22 nm Larrabee

Gipsel · Jun 24, 2011

Nick said:
So did they reduce pipeline latency or increase storage (or both) to achieve that?

They basically quadrupled the number of pipelines while dividing the width of the (formerly VLIW) pipelines by 4. Througput stays the same. They may have also halved the latency, helping to get away with fewer threads.

MfA · Jun 24, 2011

Given the 4x MIMD I sincerely doubt ALU latency was decreased. Cache got a lot more complex, so latency probably didn't decrease much there either.

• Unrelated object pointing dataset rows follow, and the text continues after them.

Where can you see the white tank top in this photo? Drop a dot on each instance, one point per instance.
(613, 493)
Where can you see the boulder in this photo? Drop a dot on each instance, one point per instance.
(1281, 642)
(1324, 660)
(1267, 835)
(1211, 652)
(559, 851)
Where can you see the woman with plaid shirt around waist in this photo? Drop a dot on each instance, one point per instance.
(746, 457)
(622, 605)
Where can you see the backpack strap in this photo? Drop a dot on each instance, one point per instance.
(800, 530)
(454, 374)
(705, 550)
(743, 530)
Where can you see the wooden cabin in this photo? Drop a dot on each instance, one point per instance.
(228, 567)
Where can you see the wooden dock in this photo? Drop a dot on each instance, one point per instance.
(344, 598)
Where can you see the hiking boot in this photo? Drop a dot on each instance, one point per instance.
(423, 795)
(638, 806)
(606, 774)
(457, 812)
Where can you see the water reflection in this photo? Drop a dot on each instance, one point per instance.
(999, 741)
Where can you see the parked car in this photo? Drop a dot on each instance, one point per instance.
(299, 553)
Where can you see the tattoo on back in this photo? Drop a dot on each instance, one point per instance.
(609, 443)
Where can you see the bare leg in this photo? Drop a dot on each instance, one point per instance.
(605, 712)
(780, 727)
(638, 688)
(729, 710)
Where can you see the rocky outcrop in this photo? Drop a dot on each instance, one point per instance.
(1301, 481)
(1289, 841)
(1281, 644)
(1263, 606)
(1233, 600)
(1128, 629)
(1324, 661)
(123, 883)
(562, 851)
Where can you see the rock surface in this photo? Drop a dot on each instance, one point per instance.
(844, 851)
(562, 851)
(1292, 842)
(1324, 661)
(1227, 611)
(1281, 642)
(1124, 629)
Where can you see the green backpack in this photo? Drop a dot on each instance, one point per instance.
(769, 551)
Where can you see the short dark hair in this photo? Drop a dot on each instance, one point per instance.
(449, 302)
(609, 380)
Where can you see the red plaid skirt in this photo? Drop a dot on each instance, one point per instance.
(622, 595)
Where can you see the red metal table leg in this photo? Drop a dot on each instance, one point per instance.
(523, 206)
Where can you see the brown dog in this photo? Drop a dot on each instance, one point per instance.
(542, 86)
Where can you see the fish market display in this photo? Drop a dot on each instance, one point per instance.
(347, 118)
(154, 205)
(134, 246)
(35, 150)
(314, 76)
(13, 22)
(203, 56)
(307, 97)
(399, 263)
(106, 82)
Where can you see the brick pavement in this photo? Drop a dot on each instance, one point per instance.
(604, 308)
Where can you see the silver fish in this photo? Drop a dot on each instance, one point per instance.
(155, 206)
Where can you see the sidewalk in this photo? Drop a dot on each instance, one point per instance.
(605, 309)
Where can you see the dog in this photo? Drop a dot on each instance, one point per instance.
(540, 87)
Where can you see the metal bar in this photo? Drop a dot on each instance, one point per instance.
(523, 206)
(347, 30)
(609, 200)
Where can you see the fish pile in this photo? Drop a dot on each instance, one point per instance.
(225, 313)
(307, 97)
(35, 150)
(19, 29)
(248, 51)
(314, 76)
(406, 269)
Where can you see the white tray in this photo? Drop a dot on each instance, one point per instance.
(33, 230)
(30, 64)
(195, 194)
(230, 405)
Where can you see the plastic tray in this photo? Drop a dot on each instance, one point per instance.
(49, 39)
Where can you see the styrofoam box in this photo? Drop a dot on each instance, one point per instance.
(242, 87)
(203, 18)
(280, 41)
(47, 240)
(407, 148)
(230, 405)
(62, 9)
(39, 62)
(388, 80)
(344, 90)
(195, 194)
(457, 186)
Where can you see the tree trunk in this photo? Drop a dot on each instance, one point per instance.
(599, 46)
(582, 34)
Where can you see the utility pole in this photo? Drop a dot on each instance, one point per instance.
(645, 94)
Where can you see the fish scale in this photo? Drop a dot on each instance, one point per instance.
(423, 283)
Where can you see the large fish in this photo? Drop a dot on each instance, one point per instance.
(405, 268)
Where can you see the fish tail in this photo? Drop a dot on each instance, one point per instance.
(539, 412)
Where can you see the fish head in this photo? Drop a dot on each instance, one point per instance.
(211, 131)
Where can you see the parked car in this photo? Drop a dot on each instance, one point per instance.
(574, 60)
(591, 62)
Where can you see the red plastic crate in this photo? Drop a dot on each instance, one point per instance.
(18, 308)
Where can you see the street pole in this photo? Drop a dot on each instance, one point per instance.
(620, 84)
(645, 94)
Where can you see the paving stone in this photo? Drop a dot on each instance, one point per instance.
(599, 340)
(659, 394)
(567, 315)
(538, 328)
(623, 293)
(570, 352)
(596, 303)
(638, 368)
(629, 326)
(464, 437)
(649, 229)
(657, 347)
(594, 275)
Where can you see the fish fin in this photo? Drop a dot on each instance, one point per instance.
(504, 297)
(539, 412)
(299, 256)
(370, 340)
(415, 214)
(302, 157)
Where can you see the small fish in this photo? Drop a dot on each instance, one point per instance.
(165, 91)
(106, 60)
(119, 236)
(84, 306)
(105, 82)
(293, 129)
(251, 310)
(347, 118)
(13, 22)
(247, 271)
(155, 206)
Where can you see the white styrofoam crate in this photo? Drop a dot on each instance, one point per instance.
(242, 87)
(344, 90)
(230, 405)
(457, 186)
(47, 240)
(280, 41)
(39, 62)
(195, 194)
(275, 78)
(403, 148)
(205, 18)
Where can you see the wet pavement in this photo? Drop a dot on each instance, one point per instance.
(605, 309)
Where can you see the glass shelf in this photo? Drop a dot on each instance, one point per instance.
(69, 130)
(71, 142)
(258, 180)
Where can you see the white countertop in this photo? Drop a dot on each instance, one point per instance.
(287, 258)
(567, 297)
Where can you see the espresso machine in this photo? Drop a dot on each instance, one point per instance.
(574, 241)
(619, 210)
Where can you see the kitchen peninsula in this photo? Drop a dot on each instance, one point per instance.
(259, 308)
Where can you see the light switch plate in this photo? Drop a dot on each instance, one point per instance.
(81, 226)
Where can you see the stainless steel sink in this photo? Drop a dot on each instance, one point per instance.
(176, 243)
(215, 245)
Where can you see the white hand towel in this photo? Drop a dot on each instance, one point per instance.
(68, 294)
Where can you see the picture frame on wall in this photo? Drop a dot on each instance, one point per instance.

As I said, they probably ran the numbers on their average workload and found out that memory access dominated the flight time of the work items ... making ILP and ALU latencies a secondary concern. GPUs don't execute much cache to cache.

rpg.314 · Jun 24, 2011

trinibwoy said:
And now there are 4x the number of threads running in parallel.

It was your example, not mine My argument stays the same as well if you change the ratio.

Given any fixed alu:mem ratio you don't get away with fewer threads unless you reduce aggregate alu throughput or absolute memory latency. GCN has the same aggregate instruction throughput per CU as Cayman has per SIMD. You might get some opportunities for register reuse going from VLIW to scalar but that's not the general case.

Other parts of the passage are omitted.